Medienberichterstattung, staatliche Kommunikation während der Corona-Pandemie und die Frage nach einer umfassenden Aufarbeitung standen im Mittelpunkt der vierten Sitzung des von der MFG Oberösterreich initiierten außerparlamentarischen Corona-Untersuchungsausschusses (APCU). Vor zahlreichen Besuchern diskutierten Kabarettist Roland Düringer, Journalist Reinhard Jesionek, Rechtsanwalt Alexander Todor-Kostic und Rechercheautor „Schnipes“ über den Umgang von Politik, Medien und Wissenschaft mit der Pandemie sowie über die gesellschaftlichen Folgen der Corona-Jahre.

MFG-Landesparteiobmann und Landtagsabgeordneter Joachim Aigner betonte in seiner Eröffnung die Notwendigkeit einer umfassenden Aufarbeitung der Corona-Jahre. Ziel des APCU sei es, unterschiedliche Sichtweisen zuzulassen, offene Fragen zu diskutieren und zur gesellschaftlichen Auseinandersetzung beizutragen.

Roland Düringer sprach sich gegen pauschale Schuldzuweisungen an Medien oder wissenschaftliche Institutionen aus. Gleichzeitig vertrat er die Ansicht, dass objektive Berichterstattung grundsätzlich nicht existiere und jeder Mensch Informationen durch seine persönlichen Erfahrungen und Überzeugungen einordne. Er warb für einen offenen Dialog zwischen Menschen mit unterschiedlichen Standpunkten und kritisierte den ORF. Nach seiner Einschätzung habe die Corona-Zeit zahlreiche gesellschaftliche Debatten ausgelöst.

„Die Corona-Zeit hat tiefe Spuren in unserer Gesellschaft hinterlassen. Eine umfassende Aufarbeitung lebt davon, unterschiedliche Sichtweisen zuzulassen, offene Fragen zu diskutieren und auch die eigene Haltung immer wieder kritisch zu hinterfragen. Genau dazu wollte der APCU einen Beitrag leisten.“
Joachim Aigner

Journalist Reinhard Jesionek thematisierte die Finanzierung von Medien sowie staatliche Informationskampagnen während der Pandemie. Er äußerte Kritik an der Kampagne „Österreich impft“ sowie an der Rolle des ORF und stellte Fragen nach der Unabhängigkeit öffentlich-rechtlicher Medien.

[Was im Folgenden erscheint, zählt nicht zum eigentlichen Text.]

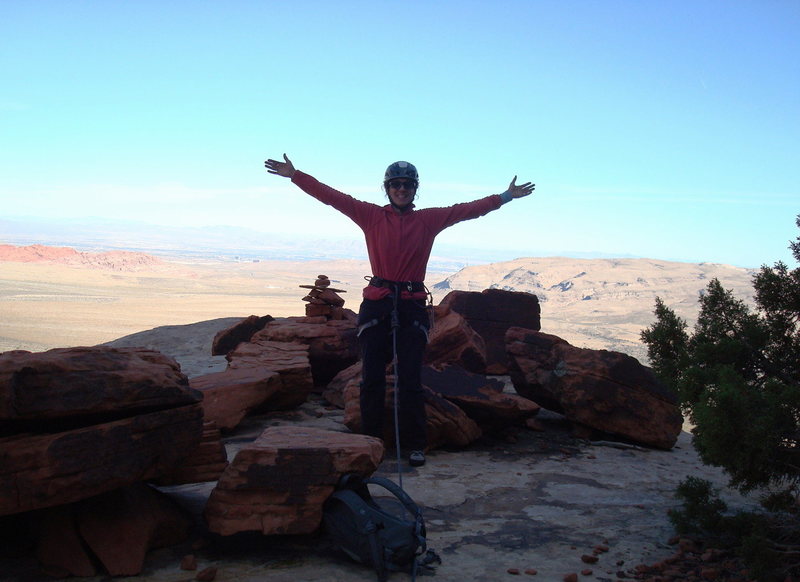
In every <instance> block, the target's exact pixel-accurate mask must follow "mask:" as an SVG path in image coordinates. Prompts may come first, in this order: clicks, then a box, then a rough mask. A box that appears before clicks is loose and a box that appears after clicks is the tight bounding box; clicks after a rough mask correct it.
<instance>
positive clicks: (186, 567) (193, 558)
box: [181, 554, 197, 571]
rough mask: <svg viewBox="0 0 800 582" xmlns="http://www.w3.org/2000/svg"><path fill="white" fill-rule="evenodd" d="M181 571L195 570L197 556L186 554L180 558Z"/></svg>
mask: <svg viewBox="0 0 800 582" xmlns="http://www.w3.org/2000/svg"><path fill="white" fill-rule="evenodd" d="M181 570H192V571H193V570H197V556H195V555H194V554H187V555H185V556H184V557H183V558H181Z"/></svg>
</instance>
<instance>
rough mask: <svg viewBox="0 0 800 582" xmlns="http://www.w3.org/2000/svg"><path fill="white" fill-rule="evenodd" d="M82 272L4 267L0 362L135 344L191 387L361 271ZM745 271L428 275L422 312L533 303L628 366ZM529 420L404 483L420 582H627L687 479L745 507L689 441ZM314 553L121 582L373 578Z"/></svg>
mask: <svg viewBox="0 0 800 582" xmlns="http://www.w3.org/2000/svg"><path fill="white" fill-rule="evenodd" d="M130 258H131V257H128V259H130ZM88 262H89V263H92V261H88ZM84 263H86V261H80V260H78V261H77V262H75V261H72V264H63V262H62V263H58V262H28V263H22V262H9V261H6V262H0V322H1V323H0V325H1V327H0V351H5V350H11V349H27V350H32V351H40V350H46V349H50V348H54V347H66V346H75V345H95V344H100V343H109V342H110V343H112V344H113V345H119V346H122V345H143V346H145V347H151V348H154V349H159V350H161V351H163V352H164V353H166V354H167V355H171V356H172V357H175V358H176V360H178V362H179V363H180V364H181V366H182V369H183V371H184V373H186V374H187V375H188V376H190V377H191V376H196V375H200V374H204V373H208V372H212V371H216V370H218V369H220V368H221V367H224V366H225V361H224V358H222V357H221V356H217V357H214V358H212V357H211V354H210V345H211V339H212V337H213V334H214V333H215V332H216V331H217V330H218V329H221V328H224V327H226V326H228V325H231V324H232V323H233V322H235V321H237V320H238V319H239V318H242V317H246V316H248V315H251V314H256V315H266V314H269V315H272V316H273V317H280V316H288V315H302V314H303V309H304V305H305V304H304V303H303V302H302V297H303V296H304V295H305V290H304V289H302V288H300V287H299V286H300V285H303V284H310V283H313V281H314V279H315V278H316V276H317V275H319V274H325V275H327V276H329V277H330V278H331V280H332V282H333V285H334V286H336V287H337V288H339V289H343V290H345V291H346V292H345V293H343V294H342V296H343V297H344V298H345V300H346V304H345V307H349V308H350V309H354V310H357V308H358V302H359V299H358V298H359V295H360V288H361V287H362V286H363V284H364V281H363V276H364V274H366V273H367V270H366V269H367V264H366V263H364V262H360V261H314V262H312V261H308V262H292V263H289V262H282V261H259V262H234V261H210V260H209V261H198V260H192V261H187V260H182V259H173V260H166V259H159V260H157V261H145V263H146V264H141V262H140V261H136V260H133V261H130V260H123V261H118V262H116V263H115V262H114V261H111V262H110V263H108V262H106V264H105V266H98V265H97V264H93V265H88V264H84ZM751 275H752V273H751V272H750V271H747V270H746V269H739V268H735V267H727V266H724V265H713V264H688V263H669V262H664V261H654V260H649V259H591V260H588V259H587V260H583V259H561V258H529V259H517V260H515V261H508V262H505V263H495V264H491V265H478V266H472V267H469V268H466V269H464V270H462V271H460V272H459V273H430V274H429V277H428V280H427V283H428V286H429V287H430V288H431V289H432V291H433V293H434V297H435V302H436V303H438V302H439V301H440V300H441V299H442V298H443V297H444V296H445V295H446V293H447V291H448V290H449V289H464V290H473V291H475V290H481V289H484V288H488V287H490V286H492V285H494V286H498V287H501V288H507V289H513V290H518V291H527V292H533V293H536V294H537V295H538V296H539V297H540V301H541V308H542V331H545V332H547V333H551V334H555V335H559V336H561V337H562V338H564V339H566V340H567V341H569V342H570V343H572V344H573V345H576V346H580V347H589V348H593V349H615V350H618V351H624V352H627V353H629V354H631V355H634V356H635V357H639V358H640V359H641V358H643V357H645V350H644V348H643V347H642V345H641V344H640V342H639V339H638V334H639V332H640V331H641V329H643V328H644V327H646V326H647V325H649V324H650V323H651V322H652V318H653V316H652V310H653V306H654V300H655V297H656V296H659V297H662V299H664V300H665V302H666V303H667V304H668V305H670V306H672V307H673V308H674V309H675V310H676V312H677V313H678V314H679V315H681V316H682V317H684V318H686V319H687V320H689V322H690V323H691V322H692V321H693V319H694V318H695V317H696V314H697V305H696V299H697V296H698V293H699V292H700V291H701V290H702V289H703V288H704V287H705V286H706V285H707V283H708V281H709V280H710V279H711V278H713V277H719V278H720V280H721V281H722V283H723V285H724V286H725V287H727V288H731V289H733V290H734V293H735V294H736V296H737V297H740V298H742V299H743V300H745V301H748V302H749V301H751V299H750V294H751V293H752V290H751V289H750V277H751ZM341 416H342V414H341V411H331V410H329V409H327V408H325V407H321V406H320V405H319V403H312V402H310V403H308V404H307V405H305V406H303V407H301V409H299V410H297V411H294V412H290V413H282V414H277V415H272V416H269V415H267V416H262V417H259V418H254V419H251V420H249V421H248V422H246V423H244V424H243V425H242V426H241V427H240V429H237V431H236V432H235V433H234V434H232V435H229V436H228V438H227V440H226V450H227V452H228V457H229V459H232V458H233V456H234V455H235V454H236V452H237V450H238V449H239V448H240V447H241V446H242V445H243V443H246V442H248V441H250V440H252V439H254V438H255V437H256V436H258V434H260V431H262V430H263V428H264V427H265V426H267V425H269V426H274V425H276V424H282V423H295V422H302V423H310V424H312V425H315V426H319V427H321V428H327V429H330V430H346V429H345V428H344V427H343V425H342V422H341ZM542 422H543V423H544V424H545V426H546V430H545V431H544V432H534V431H522V432H520V433H519V435H518V438H517V440H516V442H503V441H496V440H489V441H483V442H481V443H479V444H477V445H475V446H471V447H468V448H466V449H464V450H456V451H453V450H446V451H438V450H437V451H431V452H430V455H429V462H428V464H427V465H426V466H425V467H423V468H420V469H413V470H409V471H408V472H407V473H405V474H404V485H405V487H406V490H407V491H408V492H409V493H410V494H411V496H412V497H413V498H414V499H415V500H416V501H417V502H418V503H420V505H421V506H422V507H424V511H425V515H426V520H427V523H428V531H429V535H428V538H429V544H430V546H431V547H433V548H434V549H435V550H436V551H437V552H439V554H440V555H441V557H442V564H441V565H440V566H439V567H438V568H437V571H436V575H435V578H434V579H438V580H441V581H458V582H468V581H473V580H474V581H478V580H481V581H484V580H491V581H493V580H506V579H515V578H519V577H522V578H523V579H529V580H540V581H545V582H560V581H561V580H563V579H564V575H565V574H567V573H576V572H581V571H584V572H586V573H584V574H581V576H580V578H579V579H580V580H587V581H588V580H597V581H601V582H609V581H614V580H618V579H620V578H622V577H628V578H630V577H632V575H631V569H632V568H634V567H635V566H636V565H638V564H652V563H654V562H656V561H659V560H663V559H664V558H666V557H667V556H669V555H671V554H673V553H674V552H675V547H674V546H670V545H669V544H668V543H667V542H668V540H669V538H670V537H672V535H673V533H674V532H673V529H672V526H671V524H670V523H669V520H668V518H667V510H668V509H670V508H674V507H676V506H677V502H676V501H675V499H674V496H673V494H674V489H675V486H676V485H677V483H678V482H679V481H681V480H682V479H684V478H685V477H686V476H687V475H694V476H697V477H701V478H705V479H708V480H710V481H712V482H713V483H714V484H715V485H716V486H718V487H720V488H721V489H722V491H723V499H725V500H726V501H727V502H728V503H729V505H730V506H732V507H739V506H752V505H753V504H754V501H753V500H752V499H749V498H742V497H741V496H740V495H738V493H737V492H735V491H731V490H730V489H727V488H726V487H725V485H726V482H727V480H726V477H725V475H724V474H723V473H722V472H721V471H720V470H719V469H717V468H714V467H708V466H705V465H703V464H702V463H701V462H700V461H699V459H698V458H697V454H696V452H695V451H694V449H693V448H692V445H691V436H690V435H689V434H688V433H687V432H685V431H684V432H683V433H681V435H680V436H679V438H678V442H677V445H676V446H675V448H674V449H672V450H671V451H657V450H651V449H645V448H642V447H627V446H609V444H608V443H601V442H589V441H580V440H577V439H575V438H573V437H572V436H571V435H570V429H569V427H568V426H567V425H566V424H565V423H564V422H563V421H560V420H559V419H558V418H548V417H547V416H545V417H544V418H543V420H542ZM378 472H379V474H382V475H384V476H387V477H389V478H396V473H395V465H394V462H393V460H392V459H391V458H387V459H385V460H384V462H383V463H382V464H381V467H380V468H379V470H378ZM213 486H214V483H205V484H197V485H194V486H183V487H180V488H177V489H173V490H171V491H169V493H170V494H171V495H175V496H176V498H178V499H179V502H180V503H181V504H183V505H184V506H186V507H187V508H189V509H190V510H192V511H194V512H195V513H196V514H198V515H199V514H200V512H202V507H203V504H204V502H205V500H206V499H207V497H208V495H209V493H210V490H211V488H213ZM195 541H196V538H195V539H194V540H192V543H194V542H195ZM318 542H319V540H318V539H316V538H314V539H311V540H309V539H307V538H301V539H298V540H286V539H285V538H284V539H279V540H273V539H267V538H265V537H263V536H244V537H237V538H236V539H235V540H232V541H226V540H219V539H216V540H214V541H212V542H211V543H210V544H209V545H206V546H204V547H201V548H200V549H196V547H195V546H190V545H189V543H187V544H186V545H184V546H181V547H176V548H169V549H164V550H159V551H156V552H152V553H151V554H149V555H148V558H147V563H146V564H145V569H144V571H143V572H142V573H141V574H140V575H138V576H134V577H130V578H128V579H130V580H137V581H140V582H179V581H180V582H183V581H188V580H193V579H194V577H195V574H196V572H187V571H184V570H181V569H180V568H179V565H180V561H181V557H182V556H183V555H184V554H186V553H195V554H196V555H197V560H198V570H200V569H203V568H206V567H214V568H216V569H217V575H216V578H215V579H216V580H217V581H223V582H227V581H234V580H236V581H246V582H251V581H252V582H255V581H256V580H270V581H273V582H298V581H319V582H322V581H330V582H334V581H337V582H338V581H340V580H359V581H361V580H363V581H369V580H374V579H375V574H374V572H373V571H371V570H370V569H368V568H365V567H362V566H359V565H356V564H352V563H350V562H348V561H347V560H345V559H342V558H341V557H337V556H335V555H332V554H330V553H328V552H325V551H319V549H318V548H317V544H318ZM598 544H601V545H604V546H606V547H607V548H608V550H607V551H606V552H604V553H602V554H601V555H599V556H598V558H599V559H598V561H597V563H595V564H593V565H591V566H590V567H589V566H587V564H586V563H584V562H583V561H582V558H581V557H582V556H583V555H586V554H591V553H592V548H593V547H595V546H596V545H598ZM0 565H2V566H3V568H5V570H3V572H4V573H8V574H10V575H11V578H10V579H11V580H20V581H24V582H32V581H34V580H39V579H42V578H40V577H39V575H38V574H37V573H36V570H35V563H32V562H26V561H24V560H23V561H22V562H18V561H13V562H12V563H6V564H3V563H2V560H0ZM534 571H535V572H536V573H535V575H534V574H532V573H531V572H534ZM515 572H516V573H519V574H520V576H515V574H514V573H515ZM526 572H527V574H526ZM626 572H627V574H626ZM2 575H3V573H0V576H2ZM106 579H107V577H103V576H98V577H94V578H91V579H87V580H91V581H92V582H100V580H106ZM408 579H409V577H408V576H407V575H406V574H402V573H396V574H392V575H391V576H390V581H394V582H398V581H400V580H408Z"/></svg>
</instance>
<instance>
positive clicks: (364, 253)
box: [0, 218, 603, 271]
mask: <svg viewBox="0 0 800 582" xmlns="http://www.w3.org/2000/svg"><path fill="white" fill-rule="evenodd" d="M0 243H7V244H14V245H32V244H43V245H52V246H67V247H74V248H76V249H77V250H81V251H111V250H131V251H141V252H146V253H149V254H153V255H159V256H181V257H187V258H192V257H194V258H227V259H238V260H287V261H303V260H320V259H321V260H328V259H330V260H335V259H357V260H365V259H366V258H367V254H366V249H365V247H364V241H363V239H362V238H360V237H358V236H355V235H354V236H353V237H350V238H345V237H335V236H324V237H322V236H320V235H309V234H307V233H298V234H297V235H275V234H271V233H268V232H259V231H256V230H252V229H247V228H239V227H230V226H213V227H202V228H195V227H176V226H158V225H153V224H148V223H144V222H133V221H122V220H100V219H89V218H87V219H80V220H44V219H39V218H14V219H9V218H1V219H0ZM532 254H540V253H532ZM541 254H547V255H552V254H553V253H552V252H548V253H541ZM565 254H568V255H569V256H573V257H586V258H590V257H598V256H603V255H598V254H596V253H594V254H593V253H575V252H569V253H565ZM517 256H518V254H515V253H514V252H513V251H502V250H496V249H485V248H481V247H480V245H478V244H476V245H475V247H474V248H471V247H464V246H458V245H447V244H441V243H437V244H436V245H435V247H434V254H433V256H432V257H431V260H430V262H429V267H430V270H431V271H456V270H458V269H460V268H461V267H463V266H466V265H474V264H484V263H490V262H494V261H504V260H509V259H513V258H516V257H517Z"/></svg>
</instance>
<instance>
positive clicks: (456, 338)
mask: <svg viewBox="0 0 800 582" xmlns="http://www.w3.org/2000/svg"><path fill="white" fill-rule="evenodd" d="M433 321H434V323H433V329H432V330H431V334H430V341H429V342H428V346H427V347H426V349H425V360H424V361H425V363H426V364H428V365H431V366H443V365H447V364H456V365H458V366H460V367H462V368H464V369H465V370H468V371H470V372H475V373H476V374H481V373H484V372H485V371H486V362H487V360H486V357H487V356H486V343H485V342H484V340H483V338H482V337H481V336H480V335H478V333H477V332H476V331H475V330H474V329H472V327H471V326H470V324H469V323H467V320H466V319H465V318H464V316H463V315H461V314H460V313H458V312H456V311H453V310H452V309H450V308H449V307H448V306H447V305H439V306H437V307H435V308H434V318H433Z"/></svg>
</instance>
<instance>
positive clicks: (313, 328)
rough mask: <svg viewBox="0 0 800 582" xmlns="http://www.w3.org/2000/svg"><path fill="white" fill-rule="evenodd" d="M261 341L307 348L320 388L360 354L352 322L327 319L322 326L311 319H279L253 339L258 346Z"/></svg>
mask: <svg viewBox="0 0 800 582" xmlns="http://www.w3.org/2000/svg"><path fill="white" fill-rule="evenodd" d="M298 319H304V320H305V321H298ZM260 340H270V341H281V342H296V343H300V344H304V345H307V346H308V359H309V363H310V364H311V374H312V376H313V378H314V383H315V384H316V385H317V386H324V385H326V384H327V383H328V382H330V380H331V379H332V378H333V377H334V376H336V374H338V373H339V372H340V371H341V370H344V369H345V368H347V367H348V366H351V365H352V364H354V363H355V362H356V361H357V360H358V355H359V350H358V339H357V337H356V324H355V322H354V321H351V320H349V319H340V320H327V319H324V320H323V324H322V325H320V324H316V323H312V322H309V321H308V318H279V319H276V320H274V321H271V322H270V323H269V324H267V326H266V327H265V328H264V329H263V330H261V331H260V332H258V333H257V334H255V335H254V336H253V338H252V341H253V342H256V343H257V342H259V341H260Z"/></svg>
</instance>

Zudem vertrat er die Auffassung, dass den sogenannten RKI-Files in der Berichterstattung zu wenig Aufmerksamkeit gewidmet worden sei.

Rechtsanwalt Alexander Todor-Kostic beschäftigte sich mit der Rolle von Medien und Justiz während der Pandemie. Er sprach von einer aus seiner Sicht schleichenden Veränderung der Gewaltenteilung und kritisierte eine zunehmende Nähe zwischen Politik und Medien. Dabei verwies er unter anderem auf die gestiegene Presseförderung sowie auf Berichte über regelmäßige Abstimmungsgespräche zwischen Regierungsvertretern und Medien während der Corona-Zeit. Zudem äußerte er Kritik an der Bundesstelle für Sektenfragen und deren Umgang mit aus seiner Sicht kritischen Stimmen.

Der Rechercheautor „Schnipes“ präsentierte eine chronologische Zusammenstellung von Ereignissen und Dokumenten aus der Pandemiezeit. Er verwies dabei unter anderem auf Veröffentlichungen der Protokolle des Krisenstabs des deutschen Robert Koch-Instituts (RKI) sowie auf aus seiner Sicht politische Einflussnahmen auf wissenschaftliche Empfehlungen. Außerdem sprach er über Daten zur Krankenhausauslastung im Jahr 2020 sowie über den Umgang mit Kindern während der Pandemie. Seine Schlussfolgerung lautete, dass die damaligen Maßnahmen umfassend aufgearbeitet werden müssten.

Zum Abschluss betonte Joachim Aigner erneut, dass die Corona-Pandemie tiefe gesellschaftliche Spuren hinterlassen habe. Eine umfassende Aufarbeitung könne aus seiner Sicht nur gelingen, wenn unterschiedliche Positionen gehört, offene Fragen diskutiert und bisherige Entscheidungen kritisch reflektiert würden. Der außerparlamentarische Corona-Untersuchungsausschuss soll nach Angaben der Veranstalter auch künftig weitere Veranstaltungen zu unterschiedlichen Aspekten der Pandemie durchführen.